Paul had requested Catrina and Maggie to drive as quietly as possible
through the forest. The warning was unnecessary, for the stillness of
snow is infectious, while the beauty of the scene seemed to command
silence. As usual, Catrina drove without bells. The one attendant on his
perch behind was a fur-clad statue of servitude and silence. Maggie,
leaning back, hidden to the eyes in her sables, had nothing to say to
her companion. The way lay through forests of pine--trackless,
motionless, virgin.

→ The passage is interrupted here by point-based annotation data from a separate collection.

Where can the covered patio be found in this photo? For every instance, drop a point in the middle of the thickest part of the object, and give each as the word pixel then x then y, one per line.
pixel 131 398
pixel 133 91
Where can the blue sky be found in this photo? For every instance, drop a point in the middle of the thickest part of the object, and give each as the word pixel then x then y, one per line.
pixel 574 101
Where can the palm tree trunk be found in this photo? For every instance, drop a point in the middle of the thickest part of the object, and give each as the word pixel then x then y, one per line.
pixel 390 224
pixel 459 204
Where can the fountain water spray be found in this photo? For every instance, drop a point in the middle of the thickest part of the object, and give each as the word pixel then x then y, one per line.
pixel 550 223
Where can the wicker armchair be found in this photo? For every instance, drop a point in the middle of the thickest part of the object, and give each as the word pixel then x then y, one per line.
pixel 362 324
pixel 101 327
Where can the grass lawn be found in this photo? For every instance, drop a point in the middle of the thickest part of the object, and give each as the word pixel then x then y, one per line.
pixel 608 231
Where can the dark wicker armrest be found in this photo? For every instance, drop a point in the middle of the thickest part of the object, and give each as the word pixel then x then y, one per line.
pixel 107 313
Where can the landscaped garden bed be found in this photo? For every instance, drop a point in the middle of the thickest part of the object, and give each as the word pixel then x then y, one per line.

The sun, filtering through the snow-laden branches,
cast a subdued golden light upon the ruddy upright trunks of the trees.
At times a willow-grouse, white as the snow, light and graceful on the
wing, rose from the branch where he had been laughing to his mate with a
low, cooing laugh, and fluttered away over the trees.
"A kooropatka," said Catrina, who knew the life of the forest almost as
well as Paul, whose very existence was wrapped up in these things.
Far over the summits of the pines a snipe seemed to be wheeling a
sentinel round. He followed them as they sped along, calling out all the
while his deep warning note, like that of a lamb crouching beneath a
hedge where the wind is not tempered.
Once or twice they heard the dismal howl of a wolf--the most melancholy,
the weirdest, the most hopeless of nature's calls. The whole forest
seemed to be on the alert--astir and in suspense. The wolf, disturbed in
his lair, no doubt heard and understood the cry of the watchful snipe
and the sudden silence of the willow-grouse, who loves to sit and laugh
when all is safe. A clumsy capercailzie, swinging along over the trees
with a great flap and rush of wings, seemed to be intent on his own
solitary, majestic business--a very king among the fowls of the air.
Amid the topmost branches of the pines the wind whispered and stirred
like a child in sleep; but beneath all was still. Every branch stood
motionless beneath its burden of snow. The air was thin, exhilarating,
brilliant--like dry champagne. It seemed to send the blood coursing
through the veins with a very joy of life.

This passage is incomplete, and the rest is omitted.